Sunday’s screening will feature the fourth installment of the Found Footage series. Running at about an hour, the final presentation is a mere fraction of the hundreds of discarded videos that Prueher and Pickett picked up from Goodwills, Value Villages and dumpsters across the country. The videos that made the cut are comedic treasures, but it took a lot of digging through trash to find them.
“It’s really not an exact science,” Pruehler said. “A lot of it is just picking up every tape that looks promising and then going back and looking through tape by tape to see what’s good. It’s a needle in a haystack.”
The videos compiled for Found Footage have to follow a simple criteria before they can be included in the show. First, the video has to be a legitimately found, actual piece of video tape – it can’t be taken off the Internet. Second, it must be unintentionally funny.
“Something we are drawn to is people with a lot of ambition and very little talent,” Prueher said. “And luckily for us, there is no shortage of those people who had access to video equipment.”
Prueher and Pickett will be on hand Sunday to provide live commentary on all of their workplace sexual harassment and feline toilet training videos. They will introduce each video and explain how they found it, then proceed to make fun of it as the clip rolls.

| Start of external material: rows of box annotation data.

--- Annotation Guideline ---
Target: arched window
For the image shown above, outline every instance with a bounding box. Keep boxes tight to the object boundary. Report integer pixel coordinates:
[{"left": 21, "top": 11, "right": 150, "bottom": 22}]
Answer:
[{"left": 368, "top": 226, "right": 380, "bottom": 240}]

“A lot of these remarks come from just watching these videos, like, dozens of times,” Pruehler said. “Occasionally inspiration strikes and you just shout something out that you found funny.”
The Found Footage Festival will not be just a spectator event. Everybody attending is encouraged to shout out their own insults, inputs and jokes if and when they feel inspired. And if anybody wants to bring in their own found video, Prueher and Pickett would love to have a look.